Democrats ‘are in a bad way’ for 2004 elections; liberal and moderate wings of party may duke it out

While most 2004 campaign coverage remains fixated on the wild and crazy race for the Democratic presidential nomination, the 2004 election also promises to be especially challenging for Democrats seeking seats in the House and Senate. The Democrats are in for a fight in 2004, and the liberal and more moderate factions of the party may likely be their own worst enemy if they engage in a political and philosophical battle for the hearts and minds of voters.

“The Democrats are in a bad way in 2004,” said Steven S. Smith, Ph.D., an authority on congressional politics and the Kate M. Gregg Professor of Social Sciences in Arts & Sciences at Washington University in St. Louis.

“In the Senate races, the Democrats have 19 seats that they currently control that are up for grabs whereas the Senate Republicans only have to defend 15. So the prospects of the Democrats recovering their majority status are not good. The odds are against them. They simply have to defend more seats and some of these seats are Western states that are not easy to defend on the part of Democrats,” said Smith.

Campaign 2004 will be a rough and tumble, says Steven S. Smith, Ph.D.
Campaign 2004 will be a rough and tumble, says Steven S. Smith, Ph.D.

“House redistricting greatly aided incumbents in general in 2002. It will continue to do so. So this means that the Republican advantage in redistricting doesn’t disappear. It will continue to advantage the Republicans. So retaking the House on the part of the Democrats will also be very difficult and reasonably easy for the Republicans to defend.”

Although the 2004 elections are still a year away, some of the biggest political hurdles facing the Democrats can be traced to their dismal showing in the mid-term elections of 2002, said Smith, director of the Weidenbaum Center on the Economy, Government and Public Policy at Washington University.
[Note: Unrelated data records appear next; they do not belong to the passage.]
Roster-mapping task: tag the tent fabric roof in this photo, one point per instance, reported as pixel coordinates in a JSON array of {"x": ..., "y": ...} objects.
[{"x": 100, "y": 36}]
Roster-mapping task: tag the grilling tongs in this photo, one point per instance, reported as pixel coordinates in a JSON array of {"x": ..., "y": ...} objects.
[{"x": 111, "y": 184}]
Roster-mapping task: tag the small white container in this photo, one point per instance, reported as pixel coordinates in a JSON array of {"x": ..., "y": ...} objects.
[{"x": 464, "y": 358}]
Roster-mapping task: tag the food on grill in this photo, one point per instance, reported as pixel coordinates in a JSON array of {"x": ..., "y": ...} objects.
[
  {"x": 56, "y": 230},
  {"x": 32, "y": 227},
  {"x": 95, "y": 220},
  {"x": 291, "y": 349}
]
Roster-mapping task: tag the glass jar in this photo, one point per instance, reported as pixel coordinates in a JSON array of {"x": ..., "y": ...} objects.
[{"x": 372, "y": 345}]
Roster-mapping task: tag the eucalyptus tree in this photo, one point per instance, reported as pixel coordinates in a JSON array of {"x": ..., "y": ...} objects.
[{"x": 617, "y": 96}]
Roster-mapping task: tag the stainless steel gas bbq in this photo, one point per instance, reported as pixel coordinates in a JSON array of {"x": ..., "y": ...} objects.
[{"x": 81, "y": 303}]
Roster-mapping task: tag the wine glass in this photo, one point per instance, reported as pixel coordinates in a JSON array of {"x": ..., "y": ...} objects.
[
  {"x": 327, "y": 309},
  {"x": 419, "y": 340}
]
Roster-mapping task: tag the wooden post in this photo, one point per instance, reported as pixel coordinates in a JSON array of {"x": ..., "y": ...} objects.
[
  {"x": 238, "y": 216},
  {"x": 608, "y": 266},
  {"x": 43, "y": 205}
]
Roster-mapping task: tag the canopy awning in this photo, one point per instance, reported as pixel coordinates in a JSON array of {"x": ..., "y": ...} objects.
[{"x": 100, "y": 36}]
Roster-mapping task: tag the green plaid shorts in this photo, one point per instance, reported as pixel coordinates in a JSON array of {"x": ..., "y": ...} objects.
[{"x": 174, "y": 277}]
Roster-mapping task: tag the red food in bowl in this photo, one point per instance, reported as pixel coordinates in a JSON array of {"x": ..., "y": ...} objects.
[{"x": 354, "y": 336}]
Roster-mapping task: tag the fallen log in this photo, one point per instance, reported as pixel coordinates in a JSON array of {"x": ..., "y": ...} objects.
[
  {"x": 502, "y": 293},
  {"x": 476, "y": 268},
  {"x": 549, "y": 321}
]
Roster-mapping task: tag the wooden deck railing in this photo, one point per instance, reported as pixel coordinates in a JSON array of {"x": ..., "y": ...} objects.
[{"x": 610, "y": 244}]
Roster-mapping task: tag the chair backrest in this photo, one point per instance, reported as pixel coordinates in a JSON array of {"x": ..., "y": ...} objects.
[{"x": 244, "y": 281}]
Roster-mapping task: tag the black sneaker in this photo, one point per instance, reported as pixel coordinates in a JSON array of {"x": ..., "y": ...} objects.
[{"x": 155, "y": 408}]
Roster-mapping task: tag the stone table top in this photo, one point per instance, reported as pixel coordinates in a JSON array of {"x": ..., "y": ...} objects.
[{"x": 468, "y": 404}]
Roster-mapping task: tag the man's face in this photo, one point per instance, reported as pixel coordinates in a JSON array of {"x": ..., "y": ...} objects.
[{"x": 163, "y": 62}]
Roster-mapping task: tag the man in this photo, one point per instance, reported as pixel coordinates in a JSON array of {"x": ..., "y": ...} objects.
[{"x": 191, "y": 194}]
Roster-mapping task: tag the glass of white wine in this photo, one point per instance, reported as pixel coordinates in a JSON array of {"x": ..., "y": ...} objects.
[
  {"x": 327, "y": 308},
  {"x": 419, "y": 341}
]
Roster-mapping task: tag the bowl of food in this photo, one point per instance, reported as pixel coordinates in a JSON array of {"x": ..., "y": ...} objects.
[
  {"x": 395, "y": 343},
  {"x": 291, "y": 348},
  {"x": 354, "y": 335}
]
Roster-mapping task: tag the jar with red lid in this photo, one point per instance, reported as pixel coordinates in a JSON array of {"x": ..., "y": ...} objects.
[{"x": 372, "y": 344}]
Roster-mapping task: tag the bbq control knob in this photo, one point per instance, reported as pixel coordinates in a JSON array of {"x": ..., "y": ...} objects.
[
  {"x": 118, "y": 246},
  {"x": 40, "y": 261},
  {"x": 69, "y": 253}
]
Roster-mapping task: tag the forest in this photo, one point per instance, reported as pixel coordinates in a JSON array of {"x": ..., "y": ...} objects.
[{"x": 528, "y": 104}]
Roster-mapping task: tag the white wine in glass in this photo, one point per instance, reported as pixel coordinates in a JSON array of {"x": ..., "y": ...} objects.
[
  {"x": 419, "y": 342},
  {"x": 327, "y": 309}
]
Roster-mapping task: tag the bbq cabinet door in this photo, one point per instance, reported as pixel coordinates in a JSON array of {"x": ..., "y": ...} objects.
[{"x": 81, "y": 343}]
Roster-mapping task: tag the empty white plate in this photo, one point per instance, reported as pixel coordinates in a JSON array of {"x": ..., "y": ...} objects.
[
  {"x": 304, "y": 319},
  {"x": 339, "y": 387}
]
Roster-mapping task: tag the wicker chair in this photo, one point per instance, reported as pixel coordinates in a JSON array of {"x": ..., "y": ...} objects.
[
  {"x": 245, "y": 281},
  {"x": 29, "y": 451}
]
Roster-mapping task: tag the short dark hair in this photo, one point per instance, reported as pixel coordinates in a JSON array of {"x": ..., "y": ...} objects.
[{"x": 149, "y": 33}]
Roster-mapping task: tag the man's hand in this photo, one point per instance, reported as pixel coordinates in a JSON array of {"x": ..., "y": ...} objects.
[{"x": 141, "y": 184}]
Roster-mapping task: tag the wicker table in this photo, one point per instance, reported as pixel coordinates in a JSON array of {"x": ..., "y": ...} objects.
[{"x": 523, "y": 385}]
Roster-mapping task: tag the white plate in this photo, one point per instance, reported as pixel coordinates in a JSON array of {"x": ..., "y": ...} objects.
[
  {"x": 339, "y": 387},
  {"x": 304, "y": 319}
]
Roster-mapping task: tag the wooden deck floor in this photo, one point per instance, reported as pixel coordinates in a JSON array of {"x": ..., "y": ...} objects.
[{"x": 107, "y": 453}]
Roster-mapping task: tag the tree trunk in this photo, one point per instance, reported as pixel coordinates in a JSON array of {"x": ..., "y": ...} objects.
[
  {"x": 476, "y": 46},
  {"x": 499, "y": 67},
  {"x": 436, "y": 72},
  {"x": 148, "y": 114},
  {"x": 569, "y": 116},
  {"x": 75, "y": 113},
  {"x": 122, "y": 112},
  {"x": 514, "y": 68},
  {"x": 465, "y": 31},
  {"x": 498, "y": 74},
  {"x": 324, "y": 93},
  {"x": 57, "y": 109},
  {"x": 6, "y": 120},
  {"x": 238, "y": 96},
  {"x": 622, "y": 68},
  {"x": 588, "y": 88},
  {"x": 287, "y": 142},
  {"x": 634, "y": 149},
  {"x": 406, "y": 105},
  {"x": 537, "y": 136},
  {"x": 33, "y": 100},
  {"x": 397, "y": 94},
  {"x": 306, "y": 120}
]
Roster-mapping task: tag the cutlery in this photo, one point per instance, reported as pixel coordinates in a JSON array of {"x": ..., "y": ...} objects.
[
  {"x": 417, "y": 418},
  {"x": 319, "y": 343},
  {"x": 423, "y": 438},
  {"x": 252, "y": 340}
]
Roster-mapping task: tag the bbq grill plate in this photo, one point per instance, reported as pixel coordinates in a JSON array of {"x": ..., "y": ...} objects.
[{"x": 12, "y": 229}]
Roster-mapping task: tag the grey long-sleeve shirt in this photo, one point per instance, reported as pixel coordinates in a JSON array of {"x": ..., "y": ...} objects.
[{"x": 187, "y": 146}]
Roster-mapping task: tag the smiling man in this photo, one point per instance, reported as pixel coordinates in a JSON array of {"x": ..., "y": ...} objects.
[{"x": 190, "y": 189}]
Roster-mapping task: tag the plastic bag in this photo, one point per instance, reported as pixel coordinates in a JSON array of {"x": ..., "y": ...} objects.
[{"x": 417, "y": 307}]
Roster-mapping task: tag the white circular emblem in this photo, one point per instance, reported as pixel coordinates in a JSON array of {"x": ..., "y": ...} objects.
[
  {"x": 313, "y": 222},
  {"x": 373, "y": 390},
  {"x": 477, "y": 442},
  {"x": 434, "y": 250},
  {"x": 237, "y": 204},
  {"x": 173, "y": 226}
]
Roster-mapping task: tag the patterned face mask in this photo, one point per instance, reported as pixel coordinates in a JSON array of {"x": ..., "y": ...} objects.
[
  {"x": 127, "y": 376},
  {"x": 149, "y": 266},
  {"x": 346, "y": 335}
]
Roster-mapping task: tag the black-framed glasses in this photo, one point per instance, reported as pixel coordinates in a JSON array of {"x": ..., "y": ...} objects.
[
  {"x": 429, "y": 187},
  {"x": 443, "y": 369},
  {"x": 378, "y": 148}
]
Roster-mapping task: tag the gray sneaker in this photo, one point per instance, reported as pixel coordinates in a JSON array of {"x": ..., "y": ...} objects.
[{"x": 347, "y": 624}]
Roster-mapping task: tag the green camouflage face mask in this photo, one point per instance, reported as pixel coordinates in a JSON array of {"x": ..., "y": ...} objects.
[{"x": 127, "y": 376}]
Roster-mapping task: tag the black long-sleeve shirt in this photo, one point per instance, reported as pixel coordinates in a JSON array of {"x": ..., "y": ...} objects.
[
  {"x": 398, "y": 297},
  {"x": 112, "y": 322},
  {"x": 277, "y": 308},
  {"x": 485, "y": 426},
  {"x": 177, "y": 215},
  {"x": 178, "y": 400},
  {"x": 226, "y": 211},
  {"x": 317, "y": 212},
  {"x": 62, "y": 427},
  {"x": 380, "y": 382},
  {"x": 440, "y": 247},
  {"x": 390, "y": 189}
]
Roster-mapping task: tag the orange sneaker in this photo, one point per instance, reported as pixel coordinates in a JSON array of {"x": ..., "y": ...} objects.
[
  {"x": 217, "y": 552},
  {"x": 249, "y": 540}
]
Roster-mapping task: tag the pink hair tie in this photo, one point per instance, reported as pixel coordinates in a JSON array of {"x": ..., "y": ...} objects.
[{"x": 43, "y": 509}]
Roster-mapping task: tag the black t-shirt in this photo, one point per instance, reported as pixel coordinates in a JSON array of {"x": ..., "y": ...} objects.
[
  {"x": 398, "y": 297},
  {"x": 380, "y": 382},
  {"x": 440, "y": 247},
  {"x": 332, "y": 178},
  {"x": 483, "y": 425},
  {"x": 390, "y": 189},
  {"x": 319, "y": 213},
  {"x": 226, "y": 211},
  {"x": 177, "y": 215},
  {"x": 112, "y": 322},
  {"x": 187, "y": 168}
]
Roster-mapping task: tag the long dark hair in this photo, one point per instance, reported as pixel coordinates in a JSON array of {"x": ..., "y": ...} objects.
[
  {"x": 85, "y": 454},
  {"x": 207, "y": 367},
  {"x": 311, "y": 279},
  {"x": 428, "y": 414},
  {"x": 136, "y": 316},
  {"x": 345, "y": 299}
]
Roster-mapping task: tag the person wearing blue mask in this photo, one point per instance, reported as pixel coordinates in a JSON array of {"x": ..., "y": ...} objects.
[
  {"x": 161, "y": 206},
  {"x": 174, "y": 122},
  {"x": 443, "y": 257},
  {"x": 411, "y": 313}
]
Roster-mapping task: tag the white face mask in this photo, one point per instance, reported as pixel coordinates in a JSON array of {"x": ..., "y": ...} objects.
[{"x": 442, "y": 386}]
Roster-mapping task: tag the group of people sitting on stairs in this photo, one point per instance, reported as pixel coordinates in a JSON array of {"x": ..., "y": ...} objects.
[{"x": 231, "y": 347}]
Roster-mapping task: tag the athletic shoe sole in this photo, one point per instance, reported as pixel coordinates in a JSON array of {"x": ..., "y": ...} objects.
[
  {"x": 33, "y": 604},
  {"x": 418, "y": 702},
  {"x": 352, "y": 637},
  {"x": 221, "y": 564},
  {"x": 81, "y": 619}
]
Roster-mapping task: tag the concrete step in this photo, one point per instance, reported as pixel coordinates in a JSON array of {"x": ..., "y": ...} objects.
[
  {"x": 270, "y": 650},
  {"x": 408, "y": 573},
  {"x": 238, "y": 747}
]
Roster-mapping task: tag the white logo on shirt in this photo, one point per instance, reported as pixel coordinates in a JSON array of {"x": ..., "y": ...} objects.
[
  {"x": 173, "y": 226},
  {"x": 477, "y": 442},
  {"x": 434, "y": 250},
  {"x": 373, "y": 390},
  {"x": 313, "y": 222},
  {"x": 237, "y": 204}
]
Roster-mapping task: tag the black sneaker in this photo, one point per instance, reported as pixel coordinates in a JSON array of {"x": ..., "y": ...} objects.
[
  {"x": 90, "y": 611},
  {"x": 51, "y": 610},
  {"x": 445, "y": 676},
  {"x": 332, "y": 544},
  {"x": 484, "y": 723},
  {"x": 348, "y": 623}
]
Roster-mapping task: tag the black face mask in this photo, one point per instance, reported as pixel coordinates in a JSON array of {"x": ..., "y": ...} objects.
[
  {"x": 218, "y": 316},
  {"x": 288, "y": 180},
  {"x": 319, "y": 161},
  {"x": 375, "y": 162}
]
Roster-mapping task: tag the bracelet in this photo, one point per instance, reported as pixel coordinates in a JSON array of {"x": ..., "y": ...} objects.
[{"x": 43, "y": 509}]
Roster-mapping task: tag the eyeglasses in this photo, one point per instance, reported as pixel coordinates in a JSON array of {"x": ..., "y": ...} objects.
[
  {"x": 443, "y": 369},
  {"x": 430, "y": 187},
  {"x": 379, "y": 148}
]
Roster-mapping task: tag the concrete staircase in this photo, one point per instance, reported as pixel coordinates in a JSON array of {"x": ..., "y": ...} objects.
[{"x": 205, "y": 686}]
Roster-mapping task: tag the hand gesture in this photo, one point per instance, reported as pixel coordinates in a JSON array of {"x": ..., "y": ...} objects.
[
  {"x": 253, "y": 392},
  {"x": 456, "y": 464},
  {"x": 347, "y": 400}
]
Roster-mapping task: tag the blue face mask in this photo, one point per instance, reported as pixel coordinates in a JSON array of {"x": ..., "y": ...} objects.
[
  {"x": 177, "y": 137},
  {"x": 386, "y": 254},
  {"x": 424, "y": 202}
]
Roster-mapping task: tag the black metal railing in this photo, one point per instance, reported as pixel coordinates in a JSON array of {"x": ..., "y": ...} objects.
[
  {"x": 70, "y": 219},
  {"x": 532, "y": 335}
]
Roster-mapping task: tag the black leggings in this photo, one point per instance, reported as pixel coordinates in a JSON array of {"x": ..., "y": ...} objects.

In mid-term elections held since 1950, Smith notes, the political party not in control of the White House — “the out party” — has gained an average of 24 seats in the House and four seats in the Senate. In 2002, the Republicans dramatically reversed that trend, picking up four seats in the House and two in the Senate.

“This was only the third time since 1902 that the president’s party managed to gain seats in a mid-term election,” Smith said. “The other two were 1934 and 1998 – Clinton’s second term. So this was very unusual and obviously the Republicans rightly take great pride in countering these historical trends.”

Now, with majorities in both the House and the Senate, more Republicans are poised to reap the benefits of incumbency in 2004.

“The simple fact is that it is difficult to beat incumbents,” Smith said. “This means that even the president’s own incumbents are difficult to dislodge once they’re in office. So the election-to-election swings in control of the various seats around the country are dampening considerably — we’re not seeing big shifts, pro-president and then against the president — whether it’s a Democratic or Republican president. We’re seeing incumbents holding these seats very effectively.”

What accounts for the Republican Party’s sweeping successes in the 2002 mid-term elections and what are the ramifications for 2004 races?

One explanation is that the Bush administration and Republican congressional leaders shrewdly managed the public agenda, continually finding ways to keep the American public focused on the looming war with Iraq.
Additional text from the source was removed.